I’ve spent too much of my life mentoring startups with ideas that are not thinking big enough, trapped in old thinking, which will result in filling the world with more stuff we don’t need. Each of us is culpable. Each of us is drawn to the new, to things that may enhance our mood or our confidence at the time. But these are things that can end up in the overflowing recycling bins, and bound for charity shops. Before I point the finger, let me admit I fall into this category more often than not. It’s a struggle.
This morning I read that a branch of the Christchurch City Council has contracted a Canadian firm to design a new brand for our city. Whilst an external organisation can often bring insights that we ourselves are not aware of, we ought to be aware that Christchurch already sits on an opportunity to create a real brand story.

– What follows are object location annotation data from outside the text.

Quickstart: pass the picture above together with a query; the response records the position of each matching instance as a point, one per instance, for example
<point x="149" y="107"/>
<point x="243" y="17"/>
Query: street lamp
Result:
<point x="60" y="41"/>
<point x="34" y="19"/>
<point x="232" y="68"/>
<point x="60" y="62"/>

What if Christchurch set the standard for new businesses? It would set us apart to ensure that all new or existing businesses attain a level of social and environmental commitment. This is where money could be spent. Instead of funding evermore startup incubators, maybe we could put some of that money into supporting current businesses, and lift the bar for incubators higher.
I know how difficult it is to imagine something that has no physical dimension, and so much of our design process has been focused on physicality over the years. Sports shoes are a case in point. Another example, closer to home, is that of my late brother and his motorcycle. The sheer physicality of the motorcycle excited response and wonder.
“Instead of funding evermore startup incubators, maybe we could put some of that money into supporting current businesses, and lift the bar for incubators “
My question is always, how might we bring that excitement and wonder to the services and systems we create to support future generations? We already have many of the components we need. A future-focused iwi Te Rūnanga o Ngāi Tahu, the very first New Zealand-based B Corps Eagle Protect NZ, and individuals such as Sam Johnson who leads technology for good practice with the Student Volunteer Army. We have Seed The Change | He Kākano Hāpai with Anake Goodall 🕉, we have the Terra Nova Foundation with Rose Challies, all working tirelessly as individual organisations. There are many others of course, too numerous to mention and I apologise to those who have spent years battling the status quo. Can we learn to delay gratification and think longer term, as many of our forefathers did?